Speak English or prepare to be fired -- without benefits. Sounds loco, Virginia.

Monday, January 28, 2008; A20
Editorial
Washington Post

VIRGINIA SEN. Ken Cuccinelli II (R-Fairfax) has introduced a piece of immigrant-bashing legislation that is meant to ease the way for bosses to fire workers who don't speak English. But the bill is so closed-minded and foul-tempered that it is too much for Mr. Cuccinelli himself. It would victimize employees who fail "to speak only English at the workplace," a formulation even the senator now allows is a bit harsh; who knows, maybe his own ancestors were known to utter a phrase or two in their native Italian on the job. So he has decided to remove the word "only" from his bill. Nice, but it doesn't help.

The senator, long regarded as among the more intolerant lawmakers in Richmond, has outdone himself. He says glibly that the bill responds to a growing problem of employees who are unfit for their jobs because they speak English poorly. The rub, he says, is that employers cannot fire them without risking higher taxes to pay unemployment benefits. His evidence? Well, says the senator, an employer complained to him about it. And who was that employer? Mr. Cuccinelli can't recall.

The senator's porous memory notwithstanding, his legislation highlights a few pertinent facts about the immigration debate:

First, xenophobia. Despite their protestations, the anti-immigrant crowd tends to blur the line between legal and illegal immigrants and tar them with the same brush. Although Mr. Cuccinelli spent much of his campaign for the state Senate last fall bashing illegal immigrants, this bill would apply only to legal immigrants, since illegal immigrants are already ineligible for unemployment benefits.

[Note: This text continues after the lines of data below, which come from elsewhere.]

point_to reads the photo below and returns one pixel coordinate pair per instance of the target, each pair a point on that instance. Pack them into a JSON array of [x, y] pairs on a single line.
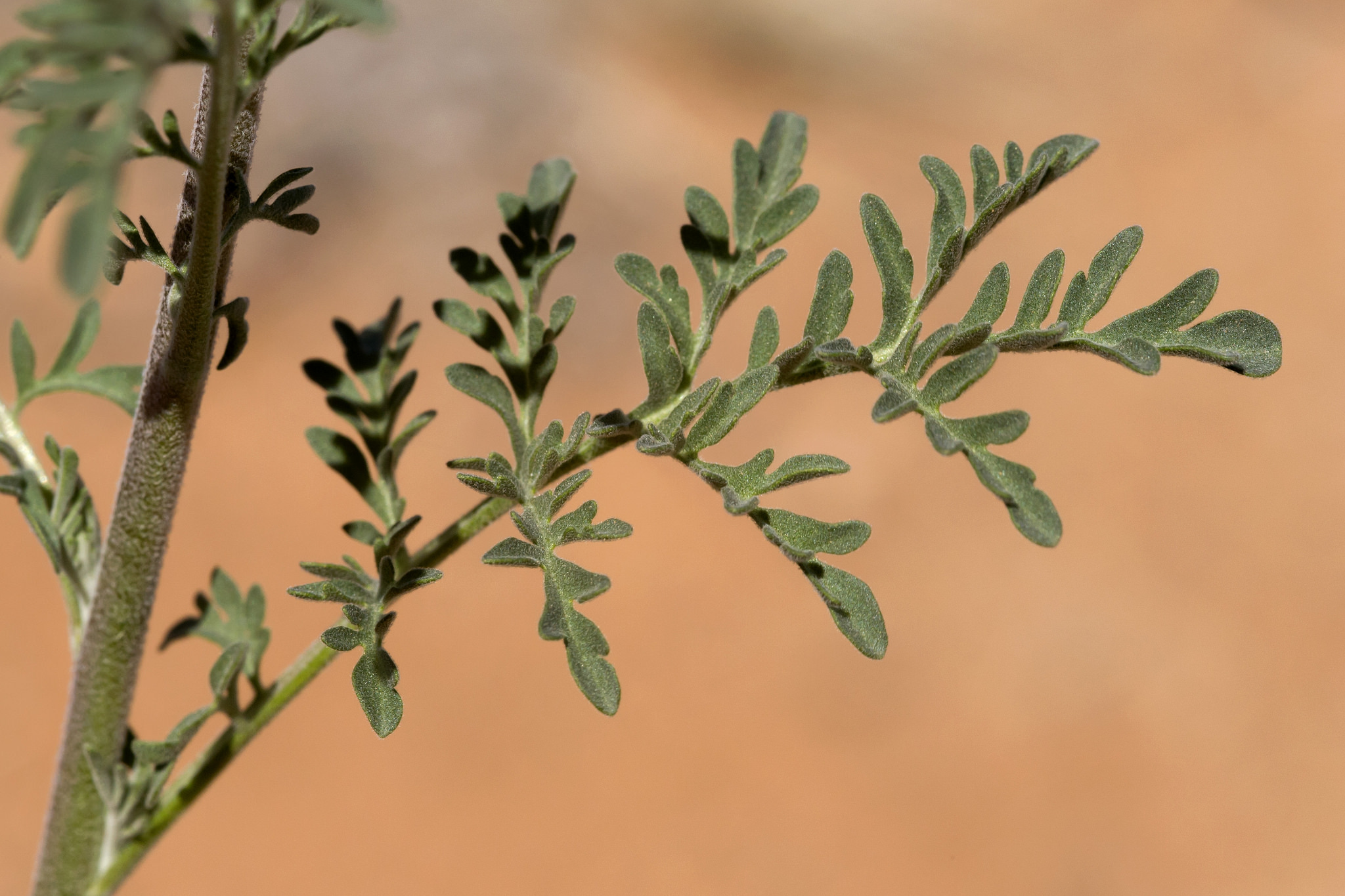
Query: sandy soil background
[[1157, 706]]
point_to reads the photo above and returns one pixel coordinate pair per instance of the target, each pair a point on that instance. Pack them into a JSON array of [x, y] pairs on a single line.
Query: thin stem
[[213, 761], [12, 433], [147, 496]]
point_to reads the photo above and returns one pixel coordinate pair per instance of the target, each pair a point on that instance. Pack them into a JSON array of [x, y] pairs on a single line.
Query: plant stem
[[213, 761], [12, 433], [147, 495]]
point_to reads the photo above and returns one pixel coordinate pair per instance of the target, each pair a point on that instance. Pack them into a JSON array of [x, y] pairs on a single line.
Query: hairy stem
[[217, 757], [12, 433], [151, 480]]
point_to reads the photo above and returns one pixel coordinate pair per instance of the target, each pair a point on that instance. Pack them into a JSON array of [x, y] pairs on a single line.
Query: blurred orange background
[[1157, 706]]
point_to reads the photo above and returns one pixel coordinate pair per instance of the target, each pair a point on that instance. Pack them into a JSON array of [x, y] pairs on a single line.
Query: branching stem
[[147, 495]]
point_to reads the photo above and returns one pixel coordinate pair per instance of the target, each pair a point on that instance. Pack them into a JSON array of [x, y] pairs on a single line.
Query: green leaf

Second, overzealousness. Mr. Cuccinelli's bill rates poor English as an offense on a par with substance abuse, lying about past criminal convictions, missing work and committing infractions that cost an employer his business license -- all of them equal grounds for denying unemployment benefits to a fired worker. That's absurd on its face.

Third, blame-shifting. Clearly, it is an employer's responsibility to hire workers whose skills match the job. Yet Mr. Cuccinelli's bill would perversely penalize workers, not employers. This is grossly unfair.

Immigrant-bashers, even some who pay homage to America as a nation of immigrants, have a rich and ugly history in this country. Today, a venomous new chapter is being written in that history by lawmakers of Mr. Cuccinelli's ilk, for whom the very presence of people whose language, culture and values are different is a firing offense.